Isto perguntaram, esgrimindo um Queijo da Serra com uns 2 kg, passaporte considerado suficiente para permitir a entrada na paródia.
O silêncio sepulcral que se seguiu foi tomado por aquiescência. Entraram e sentaram-se.
“-Belo Vinho! De quem é?” Perguntava o “impetrante” meu sogro, ao beber do seu próprio néctar, sem saber…
“-Foi aqui o Jorge que o trouxe, é do Pai dele” Respondeu o meu cunhado, com a primeira coisa que lhe veio à cabeça.
“-Pois, vê-se logo que foste à espicha do vinho do teu Pai, Jorge! Este é vinho novo e do bom! Mas não se deve tirar o vinho dessa maneira! Estraga o resto que fica no depósito!”
E o meu Sogro, num lampejo de lucidez repentino, acrescentou:
“-Mas o teu Pai não é advogado em Seia? Também faz vinho?”

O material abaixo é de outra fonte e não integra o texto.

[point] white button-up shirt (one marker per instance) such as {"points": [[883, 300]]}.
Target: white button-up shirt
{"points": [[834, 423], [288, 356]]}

O amigo Jorge teve uma das melhores tiradas da sua vida de estudante em Coimbra (sendo a palavra “estudante” algo exagerada para descrever aquilo que , de facto, o ocupava na “lusa Atenas”) :
“ – Oh Senhor Horácio, foi um Cliente que lhe deu o Depósito em paga de uma causa que ele ganhou.”
“- Olha, vou falar com o teu Pai. É capaz de ser muito vinho para a vossa casa. Se ele não quiser ficar com o depósito todo, eu compro-o. Belo Vinho!”
O frio que se fazia sentir no “Palheiro” desceu para aí uns 10 grauzitos, no mínimo. Valeu-nos, mais uma vez, o “estudante” de Coimbra:
“- Deixe-se disso Sr Horácio que 5 litros por dia não lhe chegam!”
“-Tá boa! Homessa! Quem diria Hein?? Um Homem de Leis...”
E lá saímos da aventura chamuscados mas não queimados… mas parece que quer o Taxista quer o meu Sogro nunca mais utilizaram os préstimos do Pai do Jorge nas suas muitas demandas, típicas daqueles tempos sem testamentos, de heranças mal enjorcadas e de primos e irmãos desavindos, que davam o sustento a tanto advogado serrano…
O Pai do Jorge (de quem não me recordo o nome) é que nunca percebeu o porquê da desfeita… e quem sabia também nunca lhe disse.